When editing Through the Lens of Serendipity, I was asked a question that I could not answer right away. There is a part in the book where I share about a time I sought out professional mental help. One of my sweet editors asked if I wanted to elaborate on why I sought help and I was torn. I did want to tell the story because I pride myself in being transparent and because stories make lessons more impactful. But, the story did not belong to me alone and, if I told it, people I love would be hurt. So, I couldn’t share this one.
I love telling stories, especially through the magic of writing. I write in hopes that readers reflect on their own experiences and develop new understanding. It is important to share the good, the bad, and the ugly because life is all of those things. I want people to feel a sense of community when they read my blogs or books, knowing that we all experience the ups and downs of life. I want people to know that we all face inner demons that often threaten our happiness more than any outside demon could. But, I can’t tell all of my stories.

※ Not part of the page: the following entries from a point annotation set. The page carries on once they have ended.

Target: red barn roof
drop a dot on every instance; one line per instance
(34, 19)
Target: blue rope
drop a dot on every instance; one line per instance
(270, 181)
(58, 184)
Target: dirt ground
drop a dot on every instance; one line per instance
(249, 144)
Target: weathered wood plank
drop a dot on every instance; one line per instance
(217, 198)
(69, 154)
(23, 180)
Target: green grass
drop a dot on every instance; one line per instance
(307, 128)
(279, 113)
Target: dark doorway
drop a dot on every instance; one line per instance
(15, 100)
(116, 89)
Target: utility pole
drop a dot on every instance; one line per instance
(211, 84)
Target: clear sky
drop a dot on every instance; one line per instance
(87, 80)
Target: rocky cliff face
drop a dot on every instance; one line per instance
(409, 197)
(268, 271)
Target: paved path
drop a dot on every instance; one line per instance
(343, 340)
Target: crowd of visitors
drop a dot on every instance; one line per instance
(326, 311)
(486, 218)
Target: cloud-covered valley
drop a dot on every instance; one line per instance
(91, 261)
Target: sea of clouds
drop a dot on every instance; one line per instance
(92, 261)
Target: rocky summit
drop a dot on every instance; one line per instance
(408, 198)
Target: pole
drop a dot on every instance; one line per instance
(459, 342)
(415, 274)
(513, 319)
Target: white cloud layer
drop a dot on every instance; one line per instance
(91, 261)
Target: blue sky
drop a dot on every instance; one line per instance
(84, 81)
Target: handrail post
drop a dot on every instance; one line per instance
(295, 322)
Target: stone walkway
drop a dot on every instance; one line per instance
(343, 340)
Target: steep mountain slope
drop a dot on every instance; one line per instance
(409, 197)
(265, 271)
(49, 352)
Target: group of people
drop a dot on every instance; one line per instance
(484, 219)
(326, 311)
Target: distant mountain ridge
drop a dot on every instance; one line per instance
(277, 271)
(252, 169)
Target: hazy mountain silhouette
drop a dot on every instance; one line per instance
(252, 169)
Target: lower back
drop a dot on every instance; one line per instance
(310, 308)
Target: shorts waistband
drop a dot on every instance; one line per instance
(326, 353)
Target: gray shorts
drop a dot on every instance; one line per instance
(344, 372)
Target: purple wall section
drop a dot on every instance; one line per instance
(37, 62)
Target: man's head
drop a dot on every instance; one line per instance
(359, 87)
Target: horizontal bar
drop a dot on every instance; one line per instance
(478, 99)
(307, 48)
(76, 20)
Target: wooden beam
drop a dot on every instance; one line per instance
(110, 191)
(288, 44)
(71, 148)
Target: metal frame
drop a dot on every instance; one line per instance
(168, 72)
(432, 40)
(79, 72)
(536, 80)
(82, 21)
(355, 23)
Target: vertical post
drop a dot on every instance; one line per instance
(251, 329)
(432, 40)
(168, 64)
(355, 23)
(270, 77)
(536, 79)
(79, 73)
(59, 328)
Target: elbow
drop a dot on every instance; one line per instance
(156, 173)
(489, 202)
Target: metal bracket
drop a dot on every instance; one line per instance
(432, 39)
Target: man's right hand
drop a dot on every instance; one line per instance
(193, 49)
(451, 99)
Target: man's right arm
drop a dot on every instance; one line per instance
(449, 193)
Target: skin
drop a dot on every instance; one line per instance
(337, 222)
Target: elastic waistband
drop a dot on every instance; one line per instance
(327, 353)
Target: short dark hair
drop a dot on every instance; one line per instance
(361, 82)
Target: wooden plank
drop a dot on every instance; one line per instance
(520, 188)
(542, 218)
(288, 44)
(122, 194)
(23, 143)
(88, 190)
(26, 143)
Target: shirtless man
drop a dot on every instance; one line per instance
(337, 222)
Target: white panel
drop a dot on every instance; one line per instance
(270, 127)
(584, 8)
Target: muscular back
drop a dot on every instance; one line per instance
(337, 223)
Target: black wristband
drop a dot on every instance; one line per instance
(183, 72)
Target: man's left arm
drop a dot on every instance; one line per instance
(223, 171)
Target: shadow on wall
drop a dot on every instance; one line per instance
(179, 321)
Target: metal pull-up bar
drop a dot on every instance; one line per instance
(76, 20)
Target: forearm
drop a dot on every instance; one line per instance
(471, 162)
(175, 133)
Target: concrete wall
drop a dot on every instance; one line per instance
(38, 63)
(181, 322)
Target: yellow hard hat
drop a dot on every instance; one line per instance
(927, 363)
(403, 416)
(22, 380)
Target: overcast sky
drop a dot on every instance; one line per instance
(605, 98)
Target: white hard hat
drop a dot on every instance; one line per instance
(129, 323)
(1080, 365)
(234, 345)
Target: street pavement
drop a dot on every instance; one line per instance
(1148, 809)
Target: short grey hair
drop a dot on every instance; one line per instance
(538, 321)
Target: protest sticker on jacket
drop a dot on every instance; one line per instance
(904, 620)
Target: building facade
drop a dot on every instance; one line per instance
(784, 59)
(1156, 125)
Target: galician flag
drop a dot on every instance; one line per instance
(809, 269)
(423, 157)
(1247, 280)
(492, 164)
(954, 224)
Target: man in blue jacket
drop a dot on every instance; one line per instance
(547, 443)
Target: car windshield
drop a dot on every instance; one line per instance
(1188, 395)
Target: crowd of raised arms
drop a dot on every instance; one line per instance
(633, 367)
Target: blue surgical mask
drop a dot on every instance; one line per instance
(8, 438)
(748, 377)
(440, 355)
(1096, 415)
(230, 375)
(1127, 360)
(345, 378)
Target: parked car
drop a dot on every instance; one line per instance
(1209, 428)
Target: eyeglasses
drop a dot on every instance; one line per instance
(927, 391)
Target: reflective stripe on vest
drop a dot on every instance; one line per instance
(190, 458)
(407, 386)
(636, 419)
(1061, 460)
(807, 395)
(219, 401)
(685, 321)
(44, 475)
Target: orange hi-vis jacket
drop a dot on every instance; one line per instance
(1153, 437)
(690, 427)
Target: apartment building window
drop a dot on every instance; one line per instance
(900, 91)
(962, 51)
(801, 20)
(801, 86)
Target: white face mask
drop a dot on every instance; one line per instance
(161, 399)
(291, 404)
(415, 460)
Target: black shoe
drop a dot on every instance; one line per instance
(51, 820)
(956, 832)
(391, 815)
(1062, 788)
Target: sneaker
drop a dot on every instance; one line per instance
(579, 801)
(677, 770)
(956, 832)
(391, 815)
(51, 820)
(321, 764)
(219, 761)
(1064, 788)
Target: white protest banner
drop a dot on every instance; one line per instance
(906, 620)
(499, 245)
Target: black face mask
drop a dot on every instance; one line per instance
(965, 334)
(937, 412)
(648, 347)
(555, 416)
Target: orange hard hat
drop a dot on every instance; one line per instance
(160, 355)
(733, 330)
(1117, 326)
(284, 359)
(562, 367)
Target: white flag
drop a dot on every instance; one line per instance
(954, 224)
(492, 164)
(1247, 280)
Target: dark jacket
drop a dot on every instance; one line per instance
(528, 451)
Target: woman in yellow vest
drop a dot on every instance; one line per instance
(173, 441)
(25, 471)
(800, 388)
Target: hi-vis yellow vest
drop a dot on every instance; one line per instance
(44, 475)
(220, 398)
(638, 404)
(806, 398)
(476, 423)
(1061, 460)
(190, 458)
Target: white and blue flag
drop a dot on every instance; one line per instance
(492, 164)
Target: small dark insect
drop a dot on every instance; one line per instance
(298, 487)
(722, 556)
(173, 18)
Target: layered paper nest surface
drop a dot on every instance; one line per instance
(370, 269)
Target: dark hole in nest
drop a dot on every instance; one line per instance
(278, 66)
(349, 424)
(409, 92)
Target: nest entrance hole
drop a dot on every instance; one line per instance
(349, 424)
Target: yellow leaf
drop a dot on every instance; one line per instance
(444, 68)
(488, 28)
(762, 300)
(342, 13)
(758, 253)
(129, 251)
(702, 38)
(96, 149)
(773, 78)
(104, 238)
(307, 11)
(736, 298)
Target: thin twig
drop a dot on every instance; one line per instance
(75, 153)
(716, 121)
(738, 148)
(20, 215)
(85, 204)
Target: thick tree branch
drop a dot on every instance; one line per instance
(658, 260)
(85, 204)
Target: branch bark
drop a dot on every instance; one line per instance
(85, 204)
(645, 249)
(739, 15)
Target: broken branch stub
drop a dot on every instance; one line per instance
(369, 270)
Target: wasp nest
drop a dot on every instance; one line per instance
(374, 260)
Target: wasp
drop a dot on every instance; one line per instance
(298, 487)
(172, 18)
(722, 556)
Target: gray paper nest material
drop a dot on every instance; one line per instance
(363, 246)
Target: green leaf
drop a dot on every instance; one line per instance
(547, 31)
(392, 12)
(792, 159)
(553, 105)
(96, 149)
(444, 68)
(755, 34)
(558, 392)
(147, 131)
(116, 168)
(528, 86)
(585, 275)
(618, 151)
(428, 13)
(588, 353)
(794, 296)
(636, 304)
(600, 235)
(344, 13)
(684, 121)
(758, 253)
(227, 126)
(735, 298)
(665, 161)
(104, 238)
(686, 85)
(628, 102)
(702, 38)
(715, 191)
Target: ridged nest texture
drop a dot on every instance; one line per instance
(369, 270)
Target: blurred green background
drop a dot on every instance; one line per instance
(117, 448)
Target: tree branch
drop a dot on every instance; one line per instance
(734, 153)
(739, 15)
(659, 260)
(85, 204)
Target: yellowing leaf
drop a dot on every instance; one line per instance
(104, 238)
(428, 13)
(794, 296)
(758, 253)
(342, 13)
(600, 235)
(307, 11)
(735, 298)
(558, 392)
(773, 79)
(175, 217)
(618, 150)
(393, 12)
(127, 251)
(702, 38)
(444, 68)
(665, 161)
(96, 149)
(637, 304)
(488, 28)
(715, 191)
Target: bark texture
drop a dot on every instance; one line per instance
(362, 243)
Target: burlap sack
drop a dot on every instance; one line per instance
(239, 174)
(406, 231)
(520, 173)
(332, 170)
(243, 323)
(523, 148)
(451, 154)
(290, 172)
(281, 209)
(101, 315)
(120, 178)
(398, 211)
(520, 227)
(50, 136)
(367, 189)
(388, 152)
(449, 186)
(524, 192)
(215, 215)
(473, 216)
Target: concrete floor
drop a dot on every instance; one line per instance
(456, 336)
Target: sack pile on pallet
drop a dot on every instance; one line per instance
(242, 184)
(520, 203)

I can’t tell you how I learned some of my toughest lessons. How I faced challenges that caused me to closely examine the person I was and the person I wanted to become. How, at a young age, I decided that I get to be me regardless of outside circumstances. That I learned the hard way that the only person who gets to determine way I am going to live my life is me. There will be challenges, there will be difficulties, and there will be times when I question myself to the core. But, always, in the end, I am in control of me.
There will always be untold stories. There are stories that we haven’t worked through yet, and we can’t tell them until we feel firmly in control of the situation. Sometimes we fear that things might get worse if we tell a particular story. There are stories that don’t belong to just us and others will be hurt if we tell them. Some of our stories may be perceived as bragging, so we don’t share them. There are stories that we want to keep for ourselves because they are sacred and fragile. Our stories, told or untold, are not skeletons in our closet, they are the beautiful threads that weave the fabric of our life.
We don’t know others’ untold stories, we just know that everyone has them. We all do. And, that is okay.